After his split decision victory over Juan Manuel Marquez in 2008, Manny Pacquiao would win his next seven fights. Many of those victories came against big-name opponents, including stoppages against Oscar De La Hoya, Ricky Hatton and Miguel Cotto in a span of 11 months during 2008 and 2009. He followed that up with lopsided decision victories over Antonio Margarito and Shane Mosley. The one fight that eluded Pacquiao was a showdown with Floyd Mayweather Jr. for the mythical pound-for-pound title.

Unable to land a Mayweather fight, Pacquiao elected to face Marquez for the third time. They met on Nov. 12, 2011 in Las Vegas.

Just as in their two previous encounters, Marquez turned in the higher connect percentage (32 to 30 percent). Pacquiao not only threw more overall (578-436), but also attempted more punches in every single round. He outlanded Marquez in 9 of 12 rounds. Marquez won the eighth (12-10), and each fighter landed the as often as the other in Rounds 3 and 9. If you judged the fight solely based on punch stats, Pacquiao won going away.

The ringside judges who actually scored the fight (Dave Moretti, Robert Hoyle and Glenn Trowbridge) saw things differently, however. In the official round-by-round scoring, the judges unanimously agreed to award Rounds 1, 3 and 6 to Pacquiao. They also saw eye to eye in giving Rounds 4, 5 and 7 to Marquez (despite his being outlanded in each of those rounds). Remember, judges look at clean and effective punching, not just sum totals.

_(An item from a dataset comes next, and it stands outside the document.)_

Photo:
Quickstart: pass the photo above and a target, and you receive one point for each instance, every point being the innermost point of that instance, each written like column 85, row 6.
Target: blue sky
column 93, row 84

Pacquiao won each of the final five rounds, although not unanimously. That's why the scorecards were so close when the final decision was read. Both Moretti (115-113) and Trowbridge (116-112) gave the fight to Pacquiao. Robert Hoyle scored the fight even (114-114), resulting in a majority decision. Pacquiao had to win the final two rounds on his card just to earn that verdict.

After 36 rounds of action between the two fighters, here is how the numbers stacked up: 3,330 total punches were thrown, with 949 landing (28 percent). Only three rounds in 36 saw one fighter land 10 or more punches than his opponent. Ironically, two of those frames belonged to Marquez (Round 6 in the first fight, Round 8 in the second).